A case study from a legacy migration project where 94% coverage masked a critical blind spot in business logic.

tl;dr

context: Legacy billing system migration, full test suite rewritten from scratch, 94% coverage reported.
issue: Coverage metrics masked a critical edge case in business logic that only appeared for enterprise accounts.
approach: Stopped reporting coverage as a health metric. Mapped tests explicitly to business rules with named owners.
outcome: Systematic gap identified. Coverage still runs — it just stopped being trusted as a proxy for quality.

We had 94% test coverage. The migration still broke production.

This is the story of how we learned that coverage metrics measure what you tested, not what matters.

The project

A legacy billing system migration. Six months of work, a full test suite rewritten from scratch, and a coverage report that made everyone feel confident. The go-live was scheduled, the stakeholders were happy.

What went wrong

The tests covered every function. What they did not cover was the interaction between a rounding rule introduced in 2019 and a currency conversion edge case that only appeared for a specific subset of enterprise accounts.

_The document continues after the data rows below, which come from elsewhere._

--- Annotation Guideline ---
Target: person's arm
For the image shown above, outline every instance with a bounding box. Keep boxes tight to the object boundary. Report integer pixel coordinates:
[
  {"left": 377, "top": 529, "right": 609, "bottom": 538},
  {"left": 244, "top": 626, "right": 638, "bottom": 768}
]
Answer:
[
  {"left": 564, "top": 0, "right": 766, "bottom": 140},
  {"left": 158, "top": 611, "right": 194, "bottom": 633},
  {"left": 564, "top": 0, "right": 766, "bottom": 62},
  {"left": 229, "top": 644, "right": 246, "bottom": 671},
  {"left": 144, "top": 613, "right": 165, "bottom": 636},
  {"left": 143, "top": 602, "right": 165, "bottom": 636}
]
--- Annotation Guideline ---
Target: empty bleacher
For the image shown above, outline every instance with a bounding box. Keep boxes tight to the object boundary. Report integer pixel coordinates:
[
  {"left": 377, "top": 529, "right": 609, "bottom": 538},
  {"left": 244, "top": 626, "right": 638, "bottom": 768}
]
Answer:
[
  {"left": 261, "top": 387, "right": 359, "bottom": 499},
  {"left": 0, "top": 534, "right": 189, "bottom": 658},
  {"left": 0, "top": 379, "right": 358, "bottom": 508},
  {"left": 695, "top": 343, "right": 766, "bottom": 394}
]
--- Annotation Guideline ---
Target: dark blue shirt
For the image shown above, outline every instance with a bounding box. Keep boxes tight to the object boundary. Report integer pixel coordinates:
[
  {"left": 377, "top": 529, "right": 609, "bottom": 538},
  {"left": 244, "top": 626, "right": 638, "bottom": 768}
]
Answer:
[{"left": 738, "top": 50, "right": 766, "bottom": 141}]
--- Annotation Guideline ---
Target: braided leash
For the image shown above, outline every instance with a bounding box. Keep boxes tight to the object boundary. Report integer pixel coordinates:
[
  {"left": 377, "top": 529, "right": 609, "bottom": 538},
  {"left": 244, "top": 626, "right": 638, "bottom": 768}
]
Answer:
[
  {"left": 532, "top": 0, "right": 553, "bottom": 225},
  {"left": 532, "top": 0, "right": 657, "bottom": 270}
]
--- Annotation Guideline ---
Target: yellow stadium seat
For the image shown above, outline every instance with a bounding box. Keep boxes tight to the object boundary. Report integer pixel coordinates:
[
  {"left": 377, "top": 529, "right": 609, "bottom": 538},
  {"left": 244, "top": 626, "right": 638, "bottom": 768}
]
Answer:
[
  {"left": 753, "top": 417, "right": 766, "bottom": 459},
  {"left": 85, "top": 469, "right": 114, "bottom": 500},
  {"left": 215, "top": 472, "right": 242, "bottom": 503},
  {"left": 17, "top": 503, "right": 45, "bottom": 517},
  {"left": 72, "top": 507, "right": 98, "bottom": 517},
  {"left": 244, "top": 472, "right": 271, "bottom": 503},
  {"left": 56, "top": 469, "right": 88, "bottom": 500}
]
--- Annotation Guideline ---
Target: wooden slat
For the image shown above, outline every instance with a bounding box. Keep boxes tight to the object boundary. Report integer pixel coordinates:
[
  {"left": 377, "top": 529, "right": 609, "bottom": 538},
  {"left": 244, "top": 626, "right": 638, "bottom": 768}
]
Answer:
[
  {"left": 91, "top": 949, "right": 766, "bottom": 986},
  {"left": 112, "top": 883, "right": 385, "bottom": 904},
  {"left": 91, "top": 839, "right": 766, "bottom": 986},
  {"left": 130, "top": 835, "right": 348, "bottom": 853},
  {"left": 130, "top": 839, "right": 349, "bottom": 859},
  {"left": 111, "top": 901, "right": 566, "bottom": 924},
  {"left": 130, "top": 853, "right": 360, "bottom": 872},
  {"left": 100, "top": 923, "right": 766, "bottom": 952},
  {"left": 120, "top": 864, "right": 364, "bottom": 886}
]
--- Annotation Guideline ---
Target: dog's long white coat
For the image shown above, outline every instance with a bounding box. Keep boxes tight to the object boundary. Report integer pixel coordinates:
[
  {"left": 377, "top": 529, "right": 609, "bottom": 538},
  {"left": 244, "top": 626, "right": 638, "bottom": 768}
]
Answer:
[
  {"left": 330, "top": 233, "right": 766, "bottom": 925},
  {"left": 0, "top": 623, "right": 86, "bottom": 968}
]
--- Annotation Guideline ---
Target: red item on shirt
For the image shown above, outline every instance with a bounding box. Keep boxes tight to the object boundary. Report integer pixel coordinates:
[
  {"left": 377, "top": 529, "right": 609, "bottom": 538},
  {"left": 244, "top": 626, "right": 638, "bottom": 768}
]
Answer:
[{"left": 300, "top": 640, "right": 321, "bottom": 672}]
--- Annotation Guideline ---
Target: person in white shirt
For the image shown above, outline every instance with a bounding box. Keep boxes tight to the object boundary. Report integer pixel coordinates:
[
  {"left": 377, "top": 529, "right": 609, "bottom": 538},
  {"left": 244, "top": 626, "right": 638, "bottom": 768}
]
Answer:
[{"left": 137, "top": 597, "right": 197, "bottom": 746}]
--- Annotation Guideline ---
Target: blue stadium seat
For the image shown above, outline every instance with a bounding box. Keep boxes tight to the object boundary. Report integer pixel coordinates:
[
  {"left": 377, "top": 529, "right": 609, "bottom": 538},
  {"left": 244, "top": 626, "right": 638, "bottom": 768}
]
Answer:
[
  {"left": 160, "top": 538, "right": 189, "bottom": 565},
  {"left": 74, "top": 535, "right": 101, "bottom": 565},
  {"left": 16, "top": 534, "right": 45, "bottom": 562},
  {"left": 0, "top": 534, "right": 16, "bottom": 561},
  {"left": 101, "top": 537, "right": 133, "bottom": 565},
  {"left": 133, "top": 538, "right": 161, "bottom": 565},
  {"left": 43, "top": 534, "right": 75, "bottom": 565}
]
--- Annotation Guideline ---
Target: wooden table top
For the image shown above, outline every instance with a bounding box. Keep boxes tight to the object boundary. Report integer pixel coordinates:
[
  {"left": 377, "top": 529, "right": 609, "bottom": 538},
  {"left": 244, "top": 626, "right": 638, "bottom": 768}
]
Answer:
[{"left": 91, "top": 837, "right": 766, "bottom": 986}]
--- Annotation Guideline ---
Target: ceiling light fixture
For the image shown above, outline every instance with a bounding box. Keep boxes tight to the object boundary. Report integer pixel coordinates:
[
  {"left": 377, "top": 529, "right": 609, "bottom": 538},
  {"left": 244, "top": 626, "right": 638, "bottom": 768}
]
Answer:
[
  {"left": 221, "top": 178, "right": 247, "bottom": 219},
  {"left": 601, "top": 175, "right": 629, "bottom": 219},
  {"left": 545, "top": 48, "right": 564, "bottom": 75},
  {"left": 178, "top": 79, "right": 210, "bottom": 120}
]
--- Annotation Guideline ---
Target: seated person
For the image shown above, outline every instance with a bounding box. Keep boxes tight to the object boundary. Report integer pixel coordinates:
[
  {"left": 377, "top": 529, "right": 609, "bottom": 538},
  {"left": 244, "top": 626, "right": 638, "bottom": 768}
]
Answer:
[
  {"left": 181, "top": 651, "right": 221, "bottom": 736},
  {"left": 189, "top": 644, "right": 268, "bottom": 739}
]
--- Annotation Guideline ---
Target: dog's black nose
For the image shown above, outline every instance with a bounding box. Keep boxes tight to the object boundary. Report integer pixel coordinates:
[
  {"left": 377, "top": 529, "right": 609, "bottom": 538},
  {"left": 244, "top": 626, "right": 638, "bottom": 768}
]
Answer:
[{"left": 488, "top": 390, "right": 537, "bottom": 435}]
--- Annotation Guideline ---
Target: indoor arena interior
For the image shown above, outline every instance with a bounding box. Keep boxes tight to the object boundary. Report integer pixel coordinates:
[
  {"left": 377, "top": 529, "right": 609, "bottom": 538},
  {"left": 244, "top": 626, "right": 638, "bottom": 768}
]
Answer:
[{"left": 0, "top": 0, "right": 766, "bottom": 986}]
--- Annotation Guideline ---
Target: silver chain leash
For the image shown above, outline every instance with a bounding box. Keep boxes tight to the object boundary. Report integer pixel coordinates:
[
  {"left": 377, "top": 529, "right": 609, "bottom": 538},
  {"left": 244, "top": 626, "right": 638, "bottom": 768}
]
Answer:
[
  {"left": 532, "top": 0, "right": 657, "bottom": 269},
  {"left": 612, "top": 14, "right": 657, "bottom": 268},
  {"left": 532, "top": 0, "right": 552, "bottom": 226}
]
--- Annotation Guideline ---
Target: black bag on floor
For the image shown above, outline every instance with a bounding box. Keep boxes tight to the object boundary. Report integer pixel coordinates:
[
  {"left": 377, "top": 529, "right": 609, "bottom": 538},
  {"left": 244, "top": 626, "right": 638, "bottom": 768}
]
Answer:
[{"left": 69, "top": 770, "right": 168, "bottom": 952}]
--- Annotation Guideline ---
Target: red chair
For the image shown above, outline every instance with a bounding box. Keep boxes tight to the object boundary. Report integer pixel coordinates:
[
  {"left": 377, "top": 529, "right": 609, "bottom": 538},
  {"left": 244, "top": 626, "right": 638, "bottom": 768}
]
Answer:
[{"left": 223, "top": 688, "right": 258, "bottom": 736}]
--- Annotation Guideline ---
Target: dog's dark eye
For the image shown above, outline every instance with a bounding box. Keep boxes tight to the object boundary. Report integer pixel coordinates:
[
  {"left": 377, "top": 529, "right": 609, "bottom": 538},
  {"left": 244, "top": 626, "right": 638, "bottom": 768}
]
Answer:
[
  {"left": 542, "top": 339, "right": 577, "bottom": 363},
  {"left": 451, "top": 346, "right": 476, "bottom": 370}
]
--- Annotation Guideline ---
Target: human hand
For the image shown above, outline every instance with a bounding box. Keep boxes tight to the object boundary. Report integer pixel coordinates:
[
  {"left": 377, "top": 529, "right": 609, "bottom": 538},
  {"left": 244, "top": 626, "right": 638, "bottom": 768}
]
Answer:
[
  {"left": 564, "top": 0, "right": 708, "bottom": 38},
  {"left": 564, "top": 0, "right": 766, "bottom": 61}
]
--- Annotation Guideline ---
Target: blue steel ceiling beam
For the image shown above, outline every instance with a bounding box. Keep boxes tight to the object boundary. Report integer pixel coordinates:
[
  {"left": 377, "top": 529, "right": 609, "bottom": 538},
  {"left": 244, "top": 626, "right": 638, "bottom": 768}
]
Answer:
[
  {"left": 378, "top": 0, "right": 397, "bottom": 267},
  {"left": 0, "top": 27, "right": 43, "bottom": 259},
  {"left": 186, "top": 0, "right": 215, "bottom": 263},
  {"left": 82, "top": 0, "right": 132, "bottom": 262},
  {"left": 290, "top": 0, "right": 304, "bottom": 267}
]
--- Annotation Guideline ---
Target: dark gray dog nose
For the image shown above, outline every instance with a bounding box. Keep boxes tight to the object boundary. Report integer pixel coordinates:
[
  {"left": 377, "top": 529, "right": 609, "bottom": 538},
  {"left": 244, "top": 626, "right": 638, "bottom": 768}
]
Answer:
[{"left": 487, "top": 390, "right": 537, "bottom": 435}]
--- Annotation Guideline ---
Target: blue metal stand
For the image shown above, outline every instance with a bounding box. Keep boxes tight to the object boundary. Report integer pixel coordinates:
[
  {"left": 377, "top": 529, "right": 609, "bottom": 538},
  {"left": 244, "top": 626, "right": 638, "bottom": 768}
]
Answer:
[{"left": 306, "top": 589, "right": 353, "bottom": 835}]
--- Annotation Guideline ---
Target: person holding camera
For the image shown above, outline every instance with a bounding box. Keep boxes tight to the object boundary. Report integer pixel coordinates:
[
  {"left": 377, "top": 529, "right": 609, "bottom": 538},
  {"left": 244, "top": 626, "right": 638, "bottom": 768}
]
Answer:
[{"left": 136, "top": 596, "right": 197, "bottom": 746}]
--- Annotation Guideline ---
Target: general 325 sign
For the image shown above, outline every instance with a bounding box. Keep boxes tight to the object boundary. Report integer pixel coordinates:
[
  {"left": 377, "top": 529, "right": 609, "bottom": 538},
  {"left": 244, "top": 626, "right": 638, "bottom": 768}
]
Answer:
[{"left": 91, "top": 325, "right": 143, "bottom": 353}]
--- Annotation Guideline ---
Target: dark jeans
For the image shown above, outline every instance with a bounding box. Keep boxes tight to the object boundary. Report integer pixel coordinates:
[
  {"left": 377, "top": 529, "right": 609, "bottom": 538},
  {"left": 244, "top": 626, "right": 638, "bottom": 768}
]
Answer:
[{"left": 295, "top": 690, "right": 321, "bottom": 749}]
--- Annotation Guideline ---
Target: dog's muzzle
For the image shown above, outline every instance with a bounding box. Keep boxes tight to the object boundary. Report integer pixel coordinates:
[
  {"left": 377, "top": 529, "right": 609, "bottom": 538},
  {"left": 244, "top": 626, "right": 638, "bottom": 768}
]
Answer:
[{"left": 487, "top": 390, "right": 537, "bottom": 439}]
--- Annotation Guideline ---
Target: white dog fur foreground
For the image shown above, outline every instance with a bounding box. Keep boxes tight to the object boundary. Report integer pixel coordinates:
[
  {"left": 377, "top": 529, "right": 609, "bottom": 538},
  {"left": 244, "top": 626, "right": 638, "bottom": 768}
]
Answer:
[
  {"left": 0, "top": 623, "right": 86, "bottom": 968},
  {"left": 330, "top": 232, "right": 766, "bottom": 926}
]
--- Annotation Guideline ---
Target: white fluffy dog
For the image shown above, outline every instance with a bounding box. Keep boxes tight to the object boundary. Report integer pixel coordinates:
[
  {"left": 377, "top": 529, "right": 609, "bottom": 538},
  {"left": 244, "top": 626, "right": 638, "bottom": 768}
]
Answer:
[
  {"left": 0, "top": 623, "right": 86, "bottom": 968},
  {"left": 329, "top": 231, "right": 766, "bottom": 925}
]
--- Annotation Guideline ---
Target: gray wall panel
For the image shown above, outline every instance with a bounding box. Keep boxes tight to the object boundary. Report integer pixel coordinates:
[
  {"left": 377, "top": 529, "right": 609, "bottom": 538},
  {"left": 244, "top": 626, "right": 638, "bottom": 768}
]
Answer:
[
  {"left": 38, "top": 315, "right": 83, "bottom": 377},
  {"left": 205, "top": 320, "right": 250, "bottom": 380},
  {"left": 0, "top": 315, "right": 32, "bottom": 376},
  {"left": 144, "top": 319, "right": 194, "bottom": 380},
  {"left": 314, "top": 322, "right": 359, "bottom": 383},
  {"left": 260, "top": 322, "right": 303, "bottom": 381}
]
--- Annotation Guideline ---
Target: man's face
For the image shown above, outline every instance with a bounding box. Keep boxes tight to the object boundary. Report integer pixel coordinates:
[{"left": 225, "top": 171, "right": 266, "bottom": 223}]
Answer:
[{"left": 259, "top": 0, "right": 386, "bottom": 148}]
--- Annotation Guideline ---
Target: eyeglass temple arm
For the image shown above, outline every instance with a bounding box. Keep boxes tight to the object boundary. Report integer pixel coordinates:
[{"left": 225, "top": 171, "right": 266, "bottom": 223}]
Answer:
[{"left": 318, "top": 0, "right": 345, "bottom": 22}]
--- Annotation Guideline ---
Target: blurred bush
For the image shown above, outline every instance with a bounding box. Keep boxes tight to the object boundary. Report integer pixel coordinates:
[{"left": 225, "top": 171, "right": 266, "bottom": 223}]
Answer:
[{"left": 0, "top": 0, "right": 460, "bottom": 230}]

94% coverage. 0% coverage of the thing that actually broke.

What we changed

After the incident we stopped reporting coverage as a health metric. Instead we started mapping tests to business rules explicitly — every critical business rule had a named test, and that test was reviewed by someone who understood the rule, not just the code.

Coverage still runs. We just stopped trusting it as a proxy for quality.